(Бродский И. О Сереже Довлатове («Мир уродлив, и люди грустны») // Довлатов С. Собрание сочинений. В 3-х т. СПб., 1993. Т. 3. С. 356–357)
Алексей Герман, кинорежиссер:
Кто-то мне рассказывал, что Сережа в Америке, как-то зашел в лифт, а за ним ввалился страшный убийца-чернокожий — в кожаной куртке, с голым животом — и грозно на него уставился. Сережа спокойно притянул его за уши и поцеловал в загривок. Негр так испугался, что выскочил из лифта. Жизнь писателя была спасена.
Петр Вайль, писатель:
…Как почти все доморощенные интриганы, Сергей был интриганом простодушным: ему больше нравилось мирить, чем ссорить. Ссорил и обижал он часто — но в силу того, что рассказывал о людях смешное, а смешным быть всегда обидно.
Может быть, именно этого его погружения в человеческие связи, с подлинной, ненадуманной, настырной, честной заинтересованностью в чужой судьбе, мне больше всего и не хватает без Довлатова.
(Вайль П. Без Довлатова // Малоизвестный Довлатов: Сборник. СПб., 1995. С. 454–455)
Ася Пекуровская, филолог, первая жена Сергея Довлатова:
Сережа был кавказским человеком. Он обожал друзей и не мог в живом общении с ними не выразить при случае сильных эмоций, любви или ненависти под действием спиртного. Но едва дело доходило до сочинительства, он надевал свой раззолоченный камзол равнодушия, и все сердечные боли разом затихали.
Так в чем же заключалось то магическое действие камзола? Разумеется, в умерщвлении друзей, в превращении их в достойных смеха или презрения персонажей. Вероятно, в истории не много найдется прецедентов, когда живые люди становились бы литературными типами и их имена произносились бы так, как будто их носители никогда не существовали. Конечно, наградой, не миновавшей Сережу при жизни, была та молчаливая уверенность в том, что убийство, свершаемое под прикрытием сочинительства, остается ненаказуемым, в то время как умерщвленный тобою персонаж обретает вечную жизнь.
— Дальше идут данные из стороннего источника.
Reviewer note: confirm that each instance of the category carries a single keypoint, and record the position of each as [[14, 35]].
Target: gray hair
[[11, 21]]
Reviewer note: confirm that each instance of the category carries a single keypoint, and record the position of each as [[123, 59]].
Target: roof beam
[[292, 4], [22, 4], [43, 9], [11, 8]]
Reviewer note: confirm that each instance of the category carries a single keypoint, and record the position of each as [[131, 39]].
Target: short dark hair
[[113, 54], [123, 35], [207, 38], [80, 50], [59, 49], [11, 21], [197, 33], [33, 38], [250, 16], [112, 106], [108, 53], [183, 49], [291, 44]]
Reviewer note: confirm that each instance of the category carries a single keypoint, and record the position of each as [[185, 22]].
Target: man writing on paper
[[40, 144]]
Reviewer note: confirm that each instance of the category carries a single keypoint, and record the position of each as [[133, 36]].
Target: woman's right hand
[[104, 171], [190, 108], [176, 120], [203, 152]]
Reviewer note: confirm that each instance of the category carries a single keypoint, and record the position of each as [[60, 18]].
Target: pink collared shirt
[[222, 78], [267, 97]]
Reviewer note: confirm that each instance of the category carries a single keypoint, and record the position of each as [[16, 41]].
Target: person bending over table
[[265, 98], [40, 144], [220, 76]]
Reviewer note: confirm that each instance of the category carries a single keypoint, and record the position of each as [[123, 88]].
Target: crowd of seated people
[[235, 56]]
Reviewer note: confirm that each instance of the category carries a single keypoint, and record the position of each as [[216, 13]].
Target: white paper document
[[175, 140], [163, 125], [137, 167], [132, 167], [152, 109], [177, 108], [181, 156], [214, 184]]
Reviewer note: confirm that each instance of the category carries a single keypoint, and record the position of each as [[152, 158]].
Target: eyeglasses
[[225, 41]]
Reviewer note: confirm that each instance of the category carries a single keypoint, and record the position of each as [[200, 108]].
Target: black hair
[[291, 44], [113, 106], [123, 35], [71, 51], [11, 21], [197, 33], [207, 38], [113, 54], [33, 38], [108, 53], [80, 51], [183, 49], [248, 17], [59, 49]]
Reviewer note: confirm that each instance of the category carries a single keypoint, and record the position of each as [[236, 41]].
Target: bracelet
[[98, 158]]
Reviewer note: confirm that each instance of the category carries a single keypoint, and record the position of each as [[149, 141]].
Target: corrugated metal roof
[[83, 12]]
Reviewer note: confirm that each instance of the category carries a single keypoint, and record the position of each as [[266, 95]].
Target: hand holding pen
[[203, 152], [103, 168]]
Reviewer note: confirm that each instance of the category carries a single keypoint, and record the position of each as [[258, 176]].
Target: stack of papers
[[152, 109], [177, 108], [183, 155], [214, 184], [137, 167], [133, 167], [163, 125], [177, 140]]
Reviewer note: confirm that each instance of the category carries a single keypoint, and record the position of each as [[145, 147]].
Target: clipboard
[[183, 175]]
(Пекуровская А. Когда случилось петь С. Д. и мне. СПб., 2001. С. 171)
Игорь Ефимов, писатель, издатель:
Можно сказать, что Сережа Довлатов искренне хотел любить нас всех — своих друзей и близких, — но неизбежная предсказуемость, повторяемость, рутина, обыденность проступали в каждом из нас — и его любовь, так нацеленная только на талантливость, умирала.
Он очень хотел любить себя, но и в себе обнаруживал те же черты, — и не мог полюбить себя таким, каким видел, каким знал.
Поэтому что бы ни было написано в свидетельстве о его смерти, литературный диагноз должен быть таков:
«Умер от безутешной и незаслуженной нелюбви к себе».